# Flamingo Tailing Reds and Big Trout 05/23



## Michael (Jul 22, 2009)

Nicely done!


----------



## makin moves (Mar 20, 2010)

thats how its done nice work


----------



## dacuban1 (Sep 9, 2008)

Damn bro! hope you left some for me..LOL. Did you hit the same area? Looks like there was no wind, it was blowing pretty steady at my house. Good job bro!


----------



## paint it black (Nov 3, 2007)

> Damn bro! hope you left some for me..LOL. Did you hit the same area? Looks like there was no wind, it was blowing pretty steady at my house. Good job bro!



Yea the same area.
And the wind was BLOWING!
I just always run to that area when it's windy because for some reason, it's always calm waters.


----------



## HaMm3r (Dec 11, 2006)

Dang man, you tore em up!


----------



## TidewateR (Nov 11, 2009)

Dang man, yall slammed them!! Great pics, thanks for sharing.


----------



## hilrod (Jul 23, 2008)

Way to go E. I was chasin bones in SBB on Saturday and it was blowing all weekend.


----------



## paint it black (Nov 3, 2007)

> Way to go E. I was chasin bones in SBB on Saturday and it was blowing all weekend.



Nice!
How'd it go?
I was out there on Friday and got stranded!
Only saw one bone, and I stared into it's eyes and it slowly cruise on by us while I had a snook rig on the rod in my hand.

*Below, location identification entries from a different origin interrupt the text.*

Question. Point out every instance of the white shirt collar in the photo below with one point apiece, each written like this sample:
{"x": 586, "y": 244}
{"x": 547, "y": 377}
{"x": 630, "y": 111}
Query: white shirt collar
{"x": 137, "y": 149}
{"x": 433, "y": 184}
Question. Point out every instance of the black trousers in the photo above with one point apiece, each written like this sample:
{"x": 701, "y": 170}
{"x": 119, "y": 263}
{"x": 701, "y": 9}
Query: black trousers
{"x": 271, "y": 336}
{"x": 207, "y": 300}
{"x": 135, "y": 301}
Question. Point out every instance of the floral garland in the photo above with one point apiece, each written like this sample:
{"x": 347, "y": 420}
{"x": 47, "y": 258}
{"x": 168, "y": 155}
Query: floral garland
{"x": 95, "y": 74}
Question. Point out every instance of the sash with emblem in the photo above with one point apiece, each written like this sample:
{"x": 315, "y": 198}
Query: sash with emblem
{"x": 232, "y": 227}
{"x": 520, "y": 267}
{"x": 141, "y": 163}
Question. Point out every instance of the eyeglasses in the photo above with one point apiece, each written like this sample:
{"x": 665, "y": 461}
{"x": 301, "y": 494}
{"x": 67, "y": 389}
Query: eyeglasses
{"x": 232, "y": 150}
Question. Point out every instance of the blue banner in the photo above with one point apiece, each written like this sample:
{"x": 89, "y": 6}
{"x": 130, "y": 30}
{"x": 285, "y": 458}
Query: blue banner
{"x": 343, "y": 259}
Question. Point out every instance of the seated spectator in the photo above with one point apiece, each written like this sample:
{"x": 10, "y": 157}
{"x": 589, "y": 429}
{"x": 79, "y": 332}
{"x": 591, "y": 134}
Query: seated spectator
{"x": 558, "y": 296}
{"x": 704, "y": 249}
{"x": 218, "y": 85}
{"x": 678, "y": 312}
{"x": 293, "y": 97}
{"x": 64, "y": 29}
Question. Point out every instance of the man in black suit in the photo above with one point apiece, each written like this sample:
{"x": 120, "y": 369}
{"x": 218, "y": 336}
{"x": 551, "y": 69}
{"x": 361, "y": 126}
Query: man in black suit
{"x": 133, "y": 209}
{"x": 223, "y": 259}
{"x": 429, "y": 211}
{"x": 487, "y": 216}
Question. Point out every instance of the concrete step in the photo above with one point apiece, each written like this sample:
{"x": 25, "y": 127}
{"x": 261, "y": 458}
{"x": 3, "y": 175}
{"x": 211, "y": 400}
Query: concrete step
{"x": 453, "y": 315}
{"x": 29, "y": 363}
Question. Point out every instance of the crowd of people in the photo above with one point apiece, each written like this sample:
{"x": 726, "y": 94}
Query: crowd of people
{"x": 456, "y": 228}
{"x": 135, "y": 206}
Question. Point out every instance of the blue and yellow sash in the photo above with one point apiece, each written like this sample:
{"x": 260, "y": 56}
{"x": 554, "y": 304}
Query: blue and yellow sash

Cause I had hooked a nice 30+ inch snook that made my leader look like crap. lol

I grabbed my other rod and beefed up the leader a little bit.


----------



## Guest (May 25, 2010)

I need to get down there. Looks like fun. Don't know how to post pics but had a good weekend over here in the 239 area also.


----------



## hilrod (Jul 23, 2008)

> > Way to go E. I was chasin bones in SBB on Saturday and it was blowing all weekend.
> 
> 
> 
> ...


We saw one school of four fish and they were not eating, just cruising. The guy I had on the bow made a perfect cast out in front of them and they swam right over the shrimp and did not even look at it. We poled four diferent flats and saw nothing else.


----------